The Unix timestamp (in seconds) when the response was created.

status
string
required

The status of the response. Can be 'completed', 'in_progress', 'incomplete', 'failed', or 'cancelled'.

model
string
required

The model used to generate the response (e.g., accounts/<ACCOUNT_ID>/models/<MODEL_ID>).

output
Output · array
required

An array of output items produced by the model. Can contain messages, tool calls, and tool outputs.

  • Message
  • ToolCall
  • ToolOutput
id
string | null

The unique identifier of the response. Will be None if store=False.

object
string
default:response

The object type, which is always 'response'.

previous_response_id
string | null

The ID of the previous response in the conversation, if this response continues a conversation.

usage
object | null

Token usage information for the request. Contains 'prompt_tokens', 'completion_tokens', and 'total_tokens'.

error
object | null

Error information if the response failed. Contains 'type', 'code', and 'message' fields.

incomplete_details
object | null

Details about why the response is incomplete, if status is 'incomplete'. Contains 'reason' field which can be 'max_output_tokens', 'max_tool_calls', or 'content_filter'.

instructions
string | null

System instructions that guide the model's behavior. Similar to a system message.

max_output_tokens
integer | null

The maximum number of tokens that can be generated in the response. Must be at least 1.

max_tool_calls
integer | null

The maximum number of tool calls allowed in a single response. Must be at least 1.

Required range: x >= 1
parallel_tool_calls
boolean
default:true

Whether to enable parallel function calling during tool use. Default is True.

reasoning
object | null

Reasoning output from the model, if reasoning is enabled. Contains 'content' and 'type' fields.

store
boolean | null
default:true

Whether to store this response for future retrieval. If False, the response will not be persisted and previous_response_id cannot reference it. Default is True.

temperature
number
default:1

The sampling temperature to use, between 0 and 2. Higher values like 0.8 make output more random, while lower values like 0.2 make it more focused and deterministic. Default is 1.0.

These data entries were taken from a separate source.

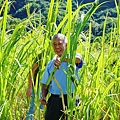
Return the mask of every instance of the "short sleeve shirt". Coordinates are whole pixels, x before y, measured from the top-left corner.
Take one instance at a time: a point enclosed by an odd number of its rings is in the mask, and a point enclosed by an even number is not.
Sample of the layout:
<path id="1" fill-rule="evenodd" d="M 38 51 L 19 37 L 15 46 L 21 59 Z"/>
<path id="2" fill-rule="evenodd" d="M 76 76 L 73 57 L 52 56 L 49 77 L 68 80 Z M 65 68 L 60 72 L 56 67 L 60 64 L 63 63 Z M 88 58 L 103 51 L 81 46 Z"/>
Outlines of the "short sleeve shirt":
<path id="1" fill-rule="evenodd" d="M 43 75 L 42 80 L 41 80 L 42 84 L 46 84 L 52 70 L 54 69 L 54 60 L 55 60 L 55 57 L 46 66 L 44 75 Z M 62 93 L 63 94 L 67 94 L 67 76 L 66 76 L 66 73 L 65 73 L 65 70 L 67 70 L 67 65 L 68 65 L 67 62 L 62 62 L 61 65 L 60 65 L 60 68 L 57 69 L 57 71 L 54 74 L 54 77 L 56 78 L 56 80 L 58 81 L 59 85 L 62 88 Z M 76 77 L 77 78 L 78 78 L 78 69 L 79 69 L 79 67 L 76 67 Z M 71 82 L 71 91 L 73 93 L 74 84 L 71 80 L 70 80 L 70 82 Z M 61 91 L 60 91 L 60 89 L 59 89 L 59 87 L 56 84 L 54 79 L 52 79 L 51 82 L 50 82 L 49 91 L 50 91 L 51 94 L 57 94 L 57 95 L 61 94 Z"/>

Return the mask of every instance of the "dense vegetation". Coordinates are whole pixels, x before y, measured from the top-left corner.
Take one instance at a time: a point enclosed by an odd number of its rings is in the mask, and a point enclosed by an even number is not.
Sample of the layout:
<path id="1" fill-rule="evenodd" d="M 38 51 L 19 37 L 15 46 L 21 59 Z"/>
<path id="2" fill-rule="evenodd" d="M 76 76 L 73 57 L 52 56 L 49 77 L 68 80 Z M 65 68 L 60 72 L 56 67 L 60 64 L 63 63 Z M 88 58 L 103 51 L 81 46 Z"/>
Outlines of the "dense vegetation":
<path id="1" fill-rule="evenodd" d="M 40 1 L 41 4 L 36 1 L 25 5 L 28 1 L 21 0 L 18 4 L 21 9 L 16 13 L 27 11 L 27 16 L 22 19 L 12 18 L 14 14 L 10 16 L 11 2 L 1 1 L 0 120 L 25 119 L 29 108 L 29 98 L 25 95 L 29 70 L 31 71 L 35 57 L 44 51 L 38 78 L 41 79 L 45 62 L 54 55 L 50 38 L 58 32 L 65 34 L 69 40 L 67 52 L 70 53 L 70 64 L 74 63 L 76 51 L 82 54 L 84 61 L 79 72 L 81 81 L 74 96 L 69 96 L 68 99 L 69 106 L 65 112 L 69 119 L 119 120 L 120 3 L 117 4 L 115 0 L 115 8 L 102 11 L 103 3 L 100 5 L 98 0 L 74 8 L 70 0 L 66 3 L 51 0 L 49 4 L 48 1 Z M 46 4 L 42 4 L 44 2 Z M 36 7 L 31 9 L 33 5 Z M 33 12 L 39 5 L 48 5 L 44 6 L 48 11 L 41 9 Z M 95 12 L 99 8 L 102 10 Z M 23 12 L 20 13 L 24 16 Z M 37 84 L 34 89 L 37 89 Z M 78 107 L 74 105 L 76 97 L 81 99 Z M 39 104 L 39 97 L 36 96 L 34 117 L 42 120 L 45 108 L 44 111 L 40 110 Z"/>
<path id="2" fill-rule="evenodd" d="M 50 0 L 16 0 L 16 1 L 11 1 L 10 4 L 10 9 L 9 9 L 9 14 L 13 16 L 15 19 L 10 19 L 10 24 L 11 22 L 19 21 L 20 19 L 26 19 L 28 18 L 28 12 L 30 11 L 30 14 L 32 14 L 32 17 L 37 18 L 36 22 L 39 23 L 41 22 L 42 24 L 46 24 L 46 20 L 48 17 L 48 8 L 50 5 Z M 66 6 L 66 1 L 60 0 L 60 6 L 59 10 L 57 13 L 57 20 L 56 24 L 58 25 L 60 21 L 63 19 L 65 16 L 65 6 Z M 94 0 L 73 0 L 72 2 L 72 9 L 73 11 L 81 4 L 87 3 L 87 2 L 93 2 Z M 100 3 L 104 2 L 104 0 L 100 0 Z M 86 14 L 86 12 L 89 10 L 91 6 L 83 7 L 81 14 Z M 29 9 L 29 10 L 28 10 Z M 96 12 L 95 14 L 91 17 L 91 21 L 94 24 L 92 28 L 92 37 L 94 39 L 95 36 L 102 35 L 102 29 L 103 29 L 103 21 L 105 20 L 105 16 L 108 16 L 107 20 L 107 32 L 110 32 L 110 29 L 113 26 L 113 23 L 111 22 L 111 18 L 115 20 L 116 18 L 116 9 L 115 9 L 115 3 L 113 0 L 107 1 L 105 4 L 103 4 Z M 109 18 L 110 17 L 110 18 Z M 18 19 L 18 20 L 16 20 Z M 117 21 L 116 21 L 117 22 Z M 16 23 L 17 24 L 17 23 Z M 84 31 L 88 29 L 88 24 L 86 24 Z"/>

Required range: 0 <= x <= 2
text
object | null

Text generation configuration parameters, if applicable.

tool_choice
default:auto

Controls which (if any) tool the model should use. Can be 'none', 'auto', 'required', or an object specifying a particular tool. Default is 'auto'.

tools
Tools · object[]

A list of tools the model may call. Each tool is defined with a type and function specification following the OpenAI tool format. Supports 'function', 'mcp', 'sse', and 'python' tool types.

top_p
number
default:1

An alternative to temperature sampling, called nucleus sampling, where the model considers the results of tokens with top_p probability mass. So 0.1 means only tokens comprising the top 10% probability mass are considered. Default is 1.0.

Required range: 0 <= x <= 1
truncation
string
default:disabled

The truncation strategy to use for the context. Can be 'auto' or 'disabled'. Default is 'disabled'.

user
string | null

A unique identifier representing your end-user, which can help Fireworks to monitor and detect abuse.

metadata
object | null

Set of up to 16 key-value pairs that can be attached to the response. Useful for storing additional information about the response in a structured format.